86 entries is a strong start. Target: 200+ entries across all domains. The self-improvement loop and daily reviews accelerate corpus growth by surfacing new judgment patterns. Every Tony correction becomes a new corpus entry automatically.

⚡ The Key Insight

WWTD (What Would Tony Do) is the law. Evals are the court system. The self-improvement loop is the appeals process.

Having principles documented isn't enough — you need a system that consistently interprets and enforces them, and gets better at it every day. WWTD tells Warren what good judgment looks like. The eval system proves whether Warren's actual outputs match that judgment. And when they don't, the self-improvement loop ensures the same failure doesn't happen twice.
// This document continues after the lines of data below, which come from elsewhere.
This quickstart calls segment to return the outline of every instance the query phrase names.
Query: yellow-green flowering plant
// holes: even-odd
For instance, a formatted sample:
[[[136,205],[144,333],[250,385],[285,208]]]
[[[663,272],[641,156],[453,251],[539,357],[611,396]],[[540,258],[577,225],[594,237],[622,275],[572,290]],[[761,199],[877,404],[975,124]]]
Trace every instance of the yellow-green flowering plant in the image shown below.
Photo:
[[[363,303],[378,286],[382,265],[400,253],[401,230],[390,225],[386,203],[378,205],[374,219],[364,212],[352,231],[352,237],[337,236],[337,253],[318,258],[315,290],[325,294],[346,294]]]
The rubrics aren't generic "is it good?" prompts. They're Tony's specific criteria — extracted verbatim from his real production verdicts, with references to exact corpus entries. When the AI judge says PASS, it's saying "Tony would approve this." When it says FAIL, it's saying "Tony would flag this" — and it tells you exactly which criterion was violated, why, and how to fix it.